SUMMARY OF THE INVENTION
[0008] The present invention provides a system and method for
deploying balloon-expandable (i.e., plastically-expandable)
prosthetic heart valves so that they assumed their desired
operational shape. The system includes an expansion member that
accommodates non-uniform expansion resistance in the heart valve to
expanded to its desired tubular or other shape. The heart valve may
have substantially more structural elements adjacent one end,
typically the inflow end, and the expansion member may be tapered
so as to expand the inflow end before the outflow so that the valve
ends up in a tubular shape.
[0009] One aspect of the invention is a prosthetic heart valve
implantation system comprising a balloon-expandable prosthetic
heart valve having a compressed state and an expanded state, and a
construction that has a non-uniform expansion resistance profile
along its axial length. An expansion member is disposed within the
prosthetic heart valve in its compressed state and is capable of
applying radially outward forces to the heart valve to convert it
to its expanded state. The expansion member is configured to apply
non-uniform radially outward forces to the heart valve along its
axial length.
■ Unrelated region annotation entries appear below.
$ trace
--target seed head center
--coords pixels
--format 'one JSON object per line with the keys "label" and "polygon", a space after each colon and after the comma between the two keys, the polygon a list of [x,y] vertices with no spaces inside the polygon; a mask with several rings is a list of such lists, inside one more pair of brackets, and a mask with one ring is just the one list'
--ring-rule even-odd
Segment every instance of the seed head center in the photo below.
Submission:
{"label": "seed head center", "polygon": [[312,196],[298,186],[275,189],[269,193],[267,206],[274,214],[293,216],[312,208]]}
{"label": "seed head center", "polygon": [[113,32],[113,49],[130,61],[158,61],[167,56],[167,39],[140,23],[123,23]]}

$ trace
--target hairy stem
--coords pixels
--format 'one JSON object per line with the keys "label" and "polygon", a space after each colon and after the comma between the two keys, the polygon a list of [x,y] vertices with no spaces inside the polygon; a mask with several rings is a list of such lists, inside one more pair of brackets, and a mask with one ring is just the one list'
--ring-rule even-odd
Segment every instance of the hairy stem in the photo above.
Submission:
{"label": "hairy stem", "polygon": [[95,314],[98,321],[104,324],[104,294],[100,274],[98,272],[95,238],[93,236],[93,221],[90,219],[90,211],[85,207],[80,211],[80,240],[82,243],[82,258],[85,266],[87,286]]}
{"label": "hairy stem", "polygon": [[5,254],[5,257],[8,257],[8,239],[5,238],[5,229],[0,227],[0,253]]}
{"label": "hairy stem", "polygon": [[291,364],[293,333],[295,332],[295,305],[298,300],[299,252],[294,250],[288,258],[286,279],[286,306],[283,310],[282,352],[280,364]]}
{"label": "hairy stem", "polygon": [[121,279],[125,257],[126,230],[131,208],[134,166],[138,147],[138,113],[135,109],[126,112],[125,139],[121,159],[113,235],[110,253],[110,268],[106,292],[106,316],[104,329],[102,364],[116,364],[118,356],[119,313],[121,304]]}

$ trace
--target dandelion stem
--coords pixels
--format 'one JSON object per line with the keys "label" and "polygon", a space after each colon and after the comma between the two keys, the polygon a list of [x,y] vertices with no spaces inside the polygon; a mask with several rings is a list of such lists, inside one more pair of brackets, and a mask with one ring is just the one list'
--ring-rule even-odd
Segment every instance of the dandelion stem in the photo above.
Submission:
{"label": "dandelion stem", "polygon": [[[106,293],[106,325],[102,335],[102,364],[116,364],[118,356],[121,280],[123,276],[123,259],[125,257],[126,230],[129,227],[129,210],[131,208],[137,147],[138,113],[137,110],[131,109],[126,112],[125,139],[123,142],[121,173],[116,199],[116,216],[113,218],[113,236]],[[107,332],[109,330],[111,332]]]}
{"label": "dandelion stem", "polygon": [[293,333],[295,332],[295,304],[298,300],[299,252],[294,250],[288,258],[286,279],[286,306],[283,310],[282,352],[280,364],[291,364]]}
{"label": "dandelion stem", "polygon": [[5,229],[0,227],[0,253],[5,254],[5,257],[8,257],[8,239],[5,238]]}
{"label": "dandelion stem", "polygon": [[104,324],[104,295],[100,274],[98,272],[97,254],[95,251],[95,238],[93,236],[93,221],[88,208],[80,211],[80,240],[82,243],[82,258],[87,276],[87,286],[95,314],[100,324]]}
Preferably, the expansion member includes at least
one exterior marker for registering the expansion member within the
prosthetic heart valve so that a section of the expansion member
capable of the greatest expansion can be located within the
stiffest portion of the prosthetic heart valve.
[0010] In one embodiment, the expansion member is a balloon having
at least one section with a larger expanded diameter than another
section. For instance, the balloon has a conical or
stepped-diameter valve contact portion. Desirably, the balloon is
made of a material doped with a contrast agent.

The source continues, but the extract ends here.